Thursday, July 17, 2025

Where the Summer Ends

'Where the Summer Ends' by Karl Edward Wagner

Here in Central Virginia we're in the deepest and most humid part of the long, long season of summer. The atmosphere is sweltering and steamy and there is a thunderstorm every afternoon. And every vacant lot or untended piece of turf gets swamped with vegetation.

At these times, I readily think of the story ‘Where the Summer Ends’ (1980) by Karl Edward Wagner.

While Wagner is best known for his novels about Kane, the red-haired sword and sorcery adventurer, Wagner could also be a competent writer of short stories. And among the best of these short stories is ‘Summer’, which first appeared in the 1980 anthology 'Dark Forces,' edited by Kirby McCauley.

The story also is printed in the anthology of southern ghost and supernatural stories 'Nightmares in Dixie' (1987), edited by McSherry, Waugh and Greenberg; and in 'The American Fantasy Tradition' (2002), edited by Brian M. Thomsen. And it's among the stories collected in Valancourt Books' 2023 reissue of Wagner's anthology, 'In A Lonely Place.'


According to Wagner's lifelong friend and colleague John Mayer, in his memoir 'The Dark Muse of Karl Edward Wagner,'

Wagner began to move away from heroic fantasy in favor of modern horror tales. Many of these were set in Knoxville and environs. One day when he was in town, I took him to meet my friend Mr. Brock who lived in a quaint little cottage he'd built himself from packing crates and scrap lumber. He ran a little flea market in his front yard and Wagner collected old bottles. Mr. Brock also managed to grow a sizeable vegetable garden in the coal dust along the train tracks behind his house, though he waged a constant struggle against the kudzu that encroached upon it daily. He canned those vegetables and they helped see him through the winter. His struggle seemed to me to have a Hemingway quality.

"Someday," I remarked to Wagner as we headed beneath the Asylum Avenue viaduct back to my place, "I'm going to write a story about Mr. Brock titled "The Old Man and the Kudzu."

"You know, Mayer, if you're joking, I believe I can do something with that." I was joking–I hadn't done any writing since high school–and I gave him my blessings. The story became "Where the Summer Ends," a horror tale quite unlike the one I'd proposed.

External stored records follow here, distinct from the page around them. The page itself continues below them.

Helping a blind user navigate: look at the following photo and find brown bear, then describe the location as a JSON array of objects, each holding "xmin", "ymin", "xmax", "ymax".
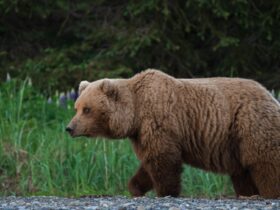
[{"xmin": 66, "ymin": 69, "xmax": 280, "ymax": 198}]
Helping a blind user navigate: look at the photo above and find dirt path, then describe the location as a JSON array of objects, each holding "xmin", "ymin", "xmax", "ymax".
[{"xmin": 0, "ymin": 196, "xmax": 280, "ymax": 210}]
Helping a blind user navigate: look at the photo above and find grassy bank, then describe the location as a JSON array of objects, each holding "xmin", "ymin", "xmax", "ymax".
[{"xmin": 0, "ymin": 80, "xmax": 232, "ymax": 196}]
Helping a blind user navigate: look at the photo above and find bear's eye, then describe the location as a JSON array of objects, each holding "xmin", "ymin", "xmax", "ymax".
[{"xmin": 83, "ymin": 107, "xmax": 90, "ymax": 114}]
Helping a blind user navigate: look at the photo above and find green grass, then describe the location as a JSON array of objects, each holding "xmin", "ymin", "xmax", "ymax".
[{"xmin": 0, "ymin": 80, "xmax": 233, "ymax": 196}]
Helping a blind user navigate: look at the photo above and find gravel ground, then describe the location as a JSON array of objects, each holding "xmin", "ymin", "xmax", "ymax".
[{"xmin": 0, "ymin": 196, "xmax": 280, "ymax": 210}]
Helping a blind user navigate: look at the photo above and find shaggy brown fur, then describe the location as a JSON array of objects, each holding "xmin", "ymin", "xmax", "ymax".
[{"xmin": 67, "ymin": 70, "xmax": 280, "ymax": 198}]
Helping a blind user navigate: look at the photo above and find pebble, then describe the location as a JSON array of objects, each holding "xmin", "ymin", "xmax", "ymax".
[{"xmin": 0, "ymin": 196, "xmax": 280, "ymax": 210}]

It....took place in Fort Sanders (an old Knoxville neighborhood). I learned later from Barbara [Wagner's wife] that Wagner had determined that the protagonist would survive or perish based on whether or not I got back together with Julie, my love at that time. Next to "Sticks," "Where the Summer Ends" is Wagner's most frequently reprinted story.

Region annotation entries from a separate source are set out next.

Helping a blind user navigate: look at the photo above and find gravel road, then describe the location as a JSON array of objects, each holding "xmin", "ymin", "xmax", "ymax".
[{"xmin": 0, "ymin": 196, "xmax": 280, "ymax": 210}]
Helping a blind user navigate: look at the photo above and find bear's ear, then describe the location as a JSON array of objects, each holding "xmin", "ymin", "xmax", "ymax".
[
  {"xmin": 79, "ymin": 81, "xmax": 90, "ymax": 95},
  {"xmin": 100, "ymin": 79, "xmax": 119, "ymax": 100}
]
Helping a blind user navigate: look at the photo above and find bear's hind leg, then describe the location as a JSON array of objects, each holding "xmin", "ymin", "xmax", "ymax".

'Where the Summer Ends’ is set in Fort Sanders, Knoxville, in the summer of 1977. Mercer, the protagonist of the story, is an older college student who is rehabbing a house in a seedy, gentrifying neighborhood. He furnishes his house with items salvaged from the abandoned homes littering the area, or, when the opportunity presents itself, with better-quality purchases from Grady, an elderly, cantankerous ‘antiques’ dealer who lives nearby. Grady has a fine mantelpiece that Mercer covets; with the strategic application of the right amount of liquor, maybe Grady will sell it for a price Mercer can afford.

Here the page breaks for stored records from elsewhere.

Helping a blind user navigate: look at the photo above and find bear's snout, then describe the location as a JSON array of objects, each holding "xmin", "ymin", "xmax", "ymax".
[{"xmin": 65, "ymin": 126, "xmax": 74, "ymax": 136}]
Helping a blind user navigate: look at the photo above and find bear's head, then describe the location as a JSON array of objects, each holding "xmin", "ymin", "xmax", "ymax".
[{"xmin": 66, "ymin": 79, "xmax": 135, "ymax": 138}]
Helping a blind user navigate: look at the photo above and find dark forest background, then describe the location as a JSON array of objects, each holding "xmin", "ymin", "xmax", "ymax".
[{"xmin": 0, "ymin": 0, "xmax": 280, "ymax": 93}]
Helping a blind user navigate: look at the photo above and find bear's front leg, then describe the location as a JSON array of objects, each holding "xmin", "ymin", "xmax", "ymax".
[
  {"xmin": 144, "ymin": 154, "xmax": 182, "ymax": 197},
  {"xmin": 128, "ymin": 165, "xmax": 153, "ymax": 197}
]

The summer is hot and sticky and there are thunderstorms nearly every night. The entire ghetto has been overrun with kudzu, the fast-growing shrub originally imported from Japan. It overgrows the deserted homes and parking lots and playgrounds, and it’s even encroaching on Grady’s house.

Mercer’s cat has gone missing.

Winos and vagrants from the neighborhood are turning up dead; old Morny’s corpse, mutilated and missing most of its skin, was discovered within a stand of kudzu.

And Mercer, when he stands very still on the sidewalk on a sweltering afternoon, hears rustling and skittering noises coming from under the thick clumps of kudzu….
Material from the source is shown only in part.